The runtime checked API relaxes these constraints at the cost of runtime bookkeeping.
The TypedArray
trait provides dynamically checked APIs as TypedArray::try_borrow
and TypedArray::try_borrow_mut
. Each of these methods requires a reference to the VM Lock
.
Users may "lock" the VM by creating a Lock
struct. Neon APIs which may execute JavaScript are statically prevented since the Lock
struct holds a mutable reference to Context
.
trait Context<'a> {
fn lock<'b>(&'b mut self) -> Lock<Self>
where
'a: 'b;
}
pub struct Lock<'cx, C> {
cx: &'cx mut C,
ledger: RefCell<Ledger>,
}
struct Ledger {
// Mutable borrows. Should never overlap with other borrows.
owned: Vec<Range<*const u8>>,
// Immutable borrows. May overlap or contain duplicates.
shared: Vec<Range<*const u8>>,
}
impl<'a: 'cx, 'cx, C> Lock<'cx, C>
where
C: Context<'a>,
{
/// Constructs a new [`Lock`] and locks the VM. See also [`Context::lock`].
pub fn new(cx: &'cx mut C) -> Lock<'cx, C> {
Lock {
cx,
ledger: Default::default(),
}
}
}
Additionally, the Lock
maintains a ledger of currently active borrows.

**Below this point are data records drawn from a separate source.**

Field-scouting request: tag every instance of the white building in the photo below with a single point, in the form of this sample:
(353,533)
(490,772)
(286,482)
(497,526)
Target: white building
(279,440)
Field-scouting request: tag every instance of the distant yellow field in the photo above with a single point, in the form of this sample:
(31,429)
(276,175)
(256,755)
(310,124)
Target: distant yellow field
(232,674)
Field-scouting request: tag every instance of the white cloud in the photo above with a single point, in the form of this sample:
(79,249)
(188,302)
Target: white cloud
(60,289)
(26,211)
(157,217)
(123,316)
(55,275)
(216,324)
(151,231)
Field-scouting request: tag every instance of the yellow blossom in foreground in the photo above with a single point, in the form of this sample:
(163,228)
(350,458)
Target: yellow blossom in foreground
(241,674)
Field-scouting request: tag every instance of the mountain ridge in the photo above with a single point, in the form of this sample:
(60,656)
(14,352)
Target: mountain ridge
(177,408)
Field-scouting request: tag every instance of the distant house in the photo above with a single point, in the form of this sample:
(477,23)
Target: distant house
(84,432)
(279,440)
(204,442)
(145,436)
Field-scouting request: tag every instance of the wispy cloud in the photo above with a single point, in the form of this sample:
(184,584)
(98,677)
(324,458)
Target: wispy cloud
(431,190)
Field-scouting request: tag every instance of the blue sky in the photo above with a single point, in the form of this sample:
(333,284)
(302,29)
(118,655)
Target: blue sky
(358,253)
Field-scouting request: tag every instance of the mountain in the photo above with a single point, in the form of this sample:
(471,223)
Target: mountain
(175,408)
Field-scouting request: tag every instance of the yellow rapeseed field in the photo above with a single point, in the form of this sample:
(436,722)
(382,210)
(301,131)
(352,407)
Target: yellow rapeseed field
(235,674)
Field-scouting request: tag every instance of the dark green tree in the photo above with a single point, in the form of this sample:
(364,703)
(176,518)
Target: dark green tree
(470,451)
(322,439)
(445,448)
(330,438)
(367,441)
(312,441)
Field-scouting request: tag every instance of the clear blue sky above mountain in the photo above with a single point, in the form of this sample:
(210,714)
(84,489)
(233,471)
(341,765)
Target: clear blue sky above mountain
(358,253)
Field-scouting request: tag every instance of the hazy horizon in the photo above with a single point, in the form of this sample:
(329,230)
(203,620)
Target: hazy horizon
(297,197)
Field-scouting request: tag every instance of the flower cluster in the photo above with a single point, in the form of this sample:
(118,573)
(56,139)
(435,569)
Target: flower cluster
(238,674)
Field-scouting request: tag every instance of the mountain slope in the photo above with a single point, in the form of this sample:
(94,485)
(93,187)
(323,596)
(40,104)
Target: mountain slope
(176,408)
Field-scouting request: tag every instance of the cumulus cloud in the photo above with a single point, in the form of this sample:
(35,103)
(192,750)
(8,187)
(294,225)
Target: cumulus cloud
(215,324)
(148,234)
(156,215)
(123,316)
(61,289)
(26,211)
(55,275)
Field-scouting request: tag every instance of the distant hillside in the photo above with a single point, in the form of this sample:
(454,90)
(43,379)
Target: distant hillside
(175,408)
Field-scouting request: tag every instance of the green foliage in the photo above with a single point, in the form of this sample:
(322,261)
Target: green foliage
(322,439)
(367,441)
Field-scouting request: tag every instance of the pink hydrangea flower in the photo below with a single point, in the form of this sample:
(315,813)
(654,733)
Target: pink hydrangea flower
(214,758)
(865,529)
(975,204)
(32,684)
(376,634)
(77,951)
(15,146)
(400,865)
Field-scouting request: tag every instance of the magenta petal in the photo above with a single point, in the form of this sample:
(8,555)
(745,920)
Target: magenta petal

Note: This is a non-semver compatible reimplementation of the current neon::context::Lock
.
Attempting to borrow a buffer may fail and follows the same rules as std::cell::RefCell<T>
.
On success, a smart pointer is returned which can be dereferenced into a slice.
pub struct Ref<'a, T> {
data: &'a [T],
ledger: &'a RefCell<Ledger>,
}
pub struct RefMut<'a, T> {
data: &'a mut [T],
ledger: &'a RefCell<Ledger>,
}
pub struct BorrowError {
_private: (),
}
impl Error for BorrowError {}
The Ref
and RefMut
borrow guards serve two purposes:
- Associate the lifetime of the borrow with the lifetime of the
Lock
. This ensures that references be held after the VM is unlocked. - Proide an
impl Drop
that removes the borrow from the ledger
The implementation of TypedArray
on JsArrayBuffer
would use type Item: u8
:
impl TypedArray for JsArrayBuffer {
type Item = u8;
/* ... */
}
The BorrowError
type may also be converted to an exception using the new neon::result::ResultExt
trait:
/// Extension trait for converting Rust [`Result`](std::result::Result) values
/// into [`NeonResult`](NeonResult) values by throwing JavaScript exceptions.
pub trait ResultExt<T> {
fn or_throw<'a, C: Context<'a>>(self, cx: &mut C) -> NeonResult<T>;
}
The ResultExt
trait is identical to JsResultExt
except that it does not require the Ok
branch to implement Value
. We will most likely want to deprecate JsResultExt
in the future since this trait is strictly more powerful.
TypedArray
was introduced in ECMAScript 2015 and defines a typed view into an ArrayBuffer
.
While ArrayBuffer
is always a chunk of u8
, views may have different numeric parameters (Int8Array
, Uint8Array
, Uint8ClampedArray
, Int16Array
, Uint16Array
, Int32Array
, Uint32Array
, Float32Array
, Float64Array
, BigInt64Array
, BigUint64Array
)
The specific type of typed array is indicated by a type parameter on JsTypeArray
.
pub struct JsTypedArray<T> {
local: raw::Local,
_type: PhantomData<T>,
}
impl JsTypedArray<i8> {}
impl JsTypedArray<u8> {}
impl JsTypedArray<i16> {}
impl JsTypedArray<u16> {}
impl JsTypedArray<i32> {}
impl JsTypedArray<u32> {}
impl JsTypedArray<f32> {}
impl JsTypedArray<f64> {}
impl JsTypedArray<i64> {}
impl JsTypedArray<u64> {}
Both Uint8Array
and Uint8ClampedArray
are represented with a type parameter of u8
. "Clamped" is not represented in this design because it could not be ergonomically enforced.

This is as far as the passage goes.